The map-of-meaning analogy
Imagine a vast city where every shop is placed by what it sells. Bakeries cluster on one street. Bookshops down the next. Vegan bakeries sit at the intersection of bakery and health-food. Walk anywhere and the shops nearby will feel related.
An embedding model is the mapmaker. It places every chunk of text (or image, or audio) at coordinates in a high-dimensional space, such that similar things end up close together. Vector search is just asking: "what is nearest to this point?"
What an embedding actually is
An embedding is a list of numbers — typically 384 to 3072 dimensions — produced by a model that has learned what "similar" means from billions of examples.
"how do I reset my password" → [0.014, -0.221, 0.087, … ] (768 numbers)
"forgot my login" → [0.019, -0.213, 0.091, … ] (very close)
"recipe for sourdough" → [-0.41, 0.318, 0.002, … ] (far away)
You can't read the numbers. You don't have to. All you need is the distance between two of them.
The two distances you'll meet
- Cosine similarity — angle between vectors, ignores length. Default for text. Range −1 to 1, where 1 is "identical meaning."
- Dot product / inner product — fast, sensitive to magnitude. Common when vectors are normalised.
For most RAG systems, cosine is the right answer until you have a reason otherwise.
Why we don't just compare every pair
A million chunks × one query = a million distance calculations. Doable, but slow. Vector databases use Approximate Nearest Neighbour (ANN) indexes — HNSW, IVF, ScaNN — that trade a tiny bit of recall for huge speedups. A good ANN index returns top-k in milliseconds over hundreds of millions of vectors.

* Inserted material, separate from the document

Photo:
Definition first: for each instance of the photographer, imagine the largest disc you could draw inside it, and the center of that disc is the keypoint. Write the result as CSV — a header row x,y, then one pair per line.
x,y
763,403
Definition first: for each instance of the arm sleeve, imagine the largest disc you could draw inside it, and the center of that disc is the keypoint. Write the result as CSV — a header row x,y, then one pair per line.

What you actually need to choose
| Decision | Sane default |
|---|---|
| Embedding model | A modern hosted model matched to your text language |
| Vector dimensions | What the model gives you — do not truncate without testing |
| Index type | HNSW for most workloads |
| Distance metric | Cosine for text |
| Top-k | 5–10, then rerank |
Where embeddings break
- Domain shift — a general-purpose embedder may not know your jargon. Try domain-specific or fine-tuned variants.
- Multi-language — pick a multilingual embedder or embed and query in the same language.
- Long documents — embedding a 10-page PDF as one vector loses everything. Chunk first, then embed.
- Symmetry trap — passage embedders and query embedders can be different models. Read the docs.